Dans l'ensemble, les principaux indices boursiers "ont connu une nette hausse mercredi, portés par les déclarations du président américain Donald Trump suggérant que le conflit avec l'Iran pourrait toucher à sa fin", résume Patrick Munnelly, de Tickmill Group.
Donald Trump a assuré mercredi que le président iranien réclamait un cessez-le-feu, mais a exclu toute trêve sans réouverture de détroit d'Ormuz, passage stratégique pour le pétrole du Moyen-Orient et dont le blocage par l'Iran déstabilise l'économie mondiale.
Le président américain a aussi évoqué une fin de la guerre d'ici "deux ou trois semaines", accord ou non.
Donald Trump doit aussi livrer mercredi sa première allocution à la nation depuis le début de la guerre au Moyen-Orient. Il a promis une mise au point "importante" sur l'opération militaire, à 01H00 GMT jeudi à la Maison-Blanche, après nombre de déclarations contradictoires sur la tactique militaire à court terme comme les objectifs à long terme.
Les secteurs qui avaient été très largement sanctionnés comme les valeurs bancaires, ayant souffert des anticipations d'une inflation plus forte et donc de hausses de taux à venir des banques centrales, rebondissent largement.
Société Générale a pris la tête du CAC 40 mercredi, gagnant 6,80% à 65,96 euros. BNP Paribas a gagné 5,42% à 85,38 euros et Crédit Agricole 4,08% à 16,58 euros.

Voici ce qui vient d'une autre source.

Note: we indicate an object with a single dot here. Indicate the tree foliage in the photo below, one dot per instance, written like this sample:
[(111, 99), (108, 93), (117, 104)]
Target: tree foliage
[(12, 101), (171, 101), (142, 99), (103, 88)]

Le secteur des matériaux, lui aussi fortement pénalisé par la hausse des prix de l'énergie avec le conflit, a repris des couleurs, souligne le conseiller en stratégie d'investissement.
Ainsi, ArcelorMittal a grimpé de 6,43% à 46,66 euros.
A l'inverse, TotalEnergies (-4,14% à 77,56 euros) accusait le coup de la baisse du prix du pétrole.